At the center of political contention was the ruling government’s agreement with the Dutch, which Masyumi considered detrimental to Indonesia.

The influence of the opposition declined — if not disappeared entirely — during the Demokrasi Terpimpin (Guided Democracy) era imposed by founding president Sukarno (1959-1966). Opposition political parties, such as the Masyumi Party and Murba Party, were disbanded by Sukarno.

The repression of opposition forces continued under president Soeharto’s government, which came into power in 1967. Critical elements of society had pinned high hopes on Soeharto, but they encountered similar repression from the government.

Soeharto, through the Golongan Karya (Golkar or Functional Groups), a political party he had helped established, managed to win reelection six times. Potential opposition forces were muted. The most controversial case was the state’s intervention in the internal affairs of the then-Indonesian Democratic Party (PDI) in an effort to influence the election of the party’s leadership. The affair ended with the forceful government takeover of the party headquarters on July 27, 1996.

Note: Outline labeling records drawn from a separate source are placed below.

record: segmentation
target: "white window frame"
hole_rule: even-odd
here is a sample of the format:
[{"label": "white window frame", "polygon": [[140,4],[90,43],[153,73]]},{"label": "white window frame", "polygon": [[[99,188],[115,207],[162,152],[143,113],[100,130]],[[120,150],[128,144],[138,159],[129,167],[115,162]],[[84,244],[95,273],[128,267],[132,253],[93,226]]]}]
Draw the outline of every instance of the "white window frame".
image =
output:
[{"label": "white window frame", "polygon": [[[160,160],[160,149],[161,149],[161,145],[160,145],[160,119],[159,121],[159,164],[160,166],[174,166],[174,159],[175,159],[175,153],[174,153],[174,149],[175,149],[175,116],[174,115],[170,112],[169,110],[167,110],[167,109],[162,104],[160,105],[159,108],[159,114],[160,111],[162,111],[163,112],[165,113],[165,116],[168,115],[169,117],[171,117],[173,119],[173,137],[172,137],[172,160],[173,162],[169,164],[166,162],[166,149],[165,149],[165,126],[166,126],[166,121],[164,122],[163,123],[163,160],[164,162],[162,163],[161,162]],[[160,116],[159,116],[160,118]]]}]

The Soeharto government eventually collapsed, after more than three decades in power, due to its failure to settle the economic crisis and as a consequence of the 1998 unrest. The fall of Soeharto was deeply influenced by the extra-legislative opposition force of university students and prodemocracy activists.

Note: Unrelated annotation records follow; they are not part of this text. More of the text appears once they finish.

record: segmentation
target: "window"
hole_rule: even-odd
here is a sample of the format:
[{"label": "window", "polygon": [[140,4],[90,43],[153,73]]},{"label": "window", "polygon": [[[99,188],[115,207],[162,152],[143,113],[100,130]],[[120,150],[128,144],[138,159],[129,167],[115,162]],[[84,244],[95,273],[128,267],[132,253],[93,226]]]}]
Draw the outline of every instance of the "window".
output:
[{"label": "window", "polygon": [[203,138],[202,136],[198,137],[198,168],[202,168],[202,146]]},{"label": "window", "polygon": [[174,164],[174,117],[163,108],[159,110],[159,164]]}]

The short presidency of the succeeding president, BJ Habibie (1998-1999), did not provide enough room for an opposition force to exist as it was such a transitional government from Soeharto’s long presidency.

Nor did Abdurrahman “Gus Dur” Wahid (1999-2001) provide an opportunity for an opposition force to blossom, as nearly all societal political elements were represented under his government. Both the government and the legislature were dominated by party loyalists and members of his government’s supporting coalition. There was essentially no opposition voice at all. It was only when Gus Dur replaced a number of Cabinet ministers with people of his choosing that critical voices started to emerge. They eventually brought about his impeachment.

There was quite a lot of criticism launched against the succeeding president Megawati Soekarnoputri, but in general, the opposition force was weak during her presidency.

The opposition resurfaced in the wake of the direct presidential election of 2004. It was during the leadership of president Susilo Bambang Yudhoyono, who served two consecutive terms (2004-2009 and 2009-2014), that the Indonesian Democratic Party of Struggle (PDI-P), under the leadership of Megawati, declared itself a “nonparticipant” in Yudhoyono’s coalition government. Among the key points of opposition were the Yuhoyono administration’s decision to increase the price of fuel and its direct cash assistance program for the poor.

The role of the opposition force heightened during President Jokowi’s first term (2014-2019). The coalition of opposition political parties, called the Red-and-White Coalition, were the strongest critics of Jokowi’s leadership and policies.

However, the beginning of Jokowi’s second term (2019-2024) has seen a shift in the character of the opposition force, with the PKS openly declaring itself an opposition political party. It remains unclear whether the other members of the Koalisi Adil-Makmur will perform their roles of scrutinizing the ruling administration or whether they will simply fall in line.